3. Strategic Priorities of the Company

It is possible to find two companies with similar products, customer segments & problem areas to have huge differences in the way a product manager’s role is defined. There can be huge differences in the product team size, control over engineering bandwidth, autonomy and success metrics.

This is because the companies might have opted to choose two different strategic priorities: sales-first vs product-first.

The sales driven company would put meeting revenue targets foremost while the product driven company puts more importance on product excellence.

If you are interested to read more about the revenue-led vs a product-led strategy, I would recommend the following article: Product-Led vs. Revenue-Driven

4. Position on the Product Life-cycle Curve

Irrespective of the size and core business of the the company, a product manager’s priorities and goals are heavily influenced by the current stage of the product on the product life-cycle curve.

Image of the Product Life Cycle

Introduction: The goal at this stage is to achieve the product-market fit as quickly and as cheaply as possible. Developing a good understanding of the industry and preferably some prior experience of working with the potential customer segment would be an excellent starting point as a product manager at this stage.

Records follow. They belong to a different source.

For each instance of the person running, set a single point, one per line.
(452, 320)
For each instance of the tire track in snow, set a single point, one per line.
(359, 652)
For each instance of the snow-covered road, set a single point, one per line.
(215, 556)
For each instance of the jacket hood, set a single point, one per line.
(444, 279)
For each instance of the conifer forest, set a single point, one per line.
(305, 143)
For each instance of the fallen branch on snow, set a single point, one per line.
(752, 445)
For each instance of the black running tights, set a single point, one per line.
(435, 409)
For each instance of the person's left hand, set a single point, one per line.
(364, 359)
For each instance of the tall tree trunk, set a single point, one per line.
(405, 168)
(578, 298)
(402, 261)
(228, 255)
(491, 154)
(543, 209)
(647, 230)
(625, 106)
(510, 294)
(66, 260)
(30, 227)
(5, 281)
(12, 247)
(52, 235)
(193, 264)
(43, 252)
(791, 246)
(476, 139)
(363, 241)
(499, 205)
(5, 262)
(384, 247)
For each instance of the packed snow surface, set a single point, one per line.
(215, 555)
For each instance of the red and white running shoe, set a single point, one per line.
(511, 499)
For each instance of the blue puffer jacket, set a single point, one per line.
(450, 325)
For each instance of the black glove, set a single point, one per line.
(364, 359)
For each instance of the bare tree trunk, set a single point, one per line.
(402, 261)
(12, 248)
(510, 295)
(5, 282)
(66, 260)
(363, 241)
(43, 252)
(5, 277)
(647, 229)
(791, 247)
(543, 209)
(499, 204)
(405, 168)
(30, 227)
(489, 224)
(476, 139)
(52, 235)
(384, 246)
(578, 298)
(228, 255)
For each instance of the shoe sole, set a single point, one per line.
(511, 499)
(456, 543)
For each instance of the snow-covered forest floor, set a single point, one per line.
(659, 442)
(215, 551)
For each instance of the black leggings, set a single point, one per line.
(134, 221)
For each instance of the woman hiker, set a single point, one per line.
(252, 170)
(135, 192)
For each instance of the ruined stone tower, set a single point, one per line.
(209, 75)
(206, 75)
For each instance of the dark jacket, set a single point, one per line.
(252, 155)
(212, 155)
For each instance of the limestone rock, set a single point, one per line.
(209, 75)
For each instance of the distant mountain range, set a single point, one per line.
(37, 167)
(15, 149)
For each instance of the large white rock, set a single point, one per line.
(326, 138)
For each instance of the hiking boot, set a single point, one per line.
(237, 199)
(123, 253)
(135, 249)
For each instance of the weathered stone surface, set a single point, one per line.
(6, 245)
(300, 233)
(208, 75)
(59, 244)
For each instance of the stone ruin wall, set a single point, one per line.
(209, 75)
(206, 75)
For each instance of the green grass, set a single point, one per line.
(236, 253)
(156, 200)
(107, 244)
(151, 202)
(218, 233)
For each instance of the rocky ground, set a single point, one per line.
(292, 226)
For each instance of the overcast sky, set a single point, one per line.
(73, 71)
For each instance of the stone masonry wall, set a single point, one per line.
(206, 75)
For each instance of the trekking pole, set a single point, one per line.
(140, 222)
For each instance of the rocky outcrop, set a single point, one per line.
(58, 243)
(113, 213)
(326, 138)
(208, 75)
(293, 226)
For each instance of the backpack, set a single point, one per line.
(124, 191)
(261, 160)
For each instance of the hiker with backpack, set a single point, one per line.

Growth: If you see the words ‘growth hacker’ on the job description, then it is a strong indicator that the product is at the growth stage. It’s expected to see many new competitors trying to replicate your success. Here the focus would be to stay ahead of the competition while meeting the demands of the current customers.

Maturity: Focus is on maintaining the market share, keeping the customer churn in check while being on the look-out for any changing market or customer demands.

Decline: Personally, I think it is one of the most challenging role to pick up as a product manager. You need to be able to come up with the best possible outcome while managing the stakeholder expectations. You need to work out what needs to be phased out, come up with next investment options and identify any potential pivots.

5. External vs Internal Product

Within each company, there are going to be products which are exposed to paying customers and products which are build for internal users. For instance, a company might develop a demo platform to help their sales teams deliver impact-full customer demonstrations.

There are both advantages & challenges of working on an internal product. The primary advantage is that the users are much more accessible and you can directly see the impact of your product around you. On the flip side, your product’s success is not necessarily linked to only the KPIs as internal politics might also play a role.

If you would like to read more about internal product management, you can read it here: Internal Product Management: the Good, the Bad and the Ugly

Conclusion

If after reading this, you are even more confused about how to make sense of various product management roles, it’s absolutely fine. The purpose of this article was to equip you with the dimensions that’ll help you better understand and communicate while charting out your product management career. All the best for your PM career journey!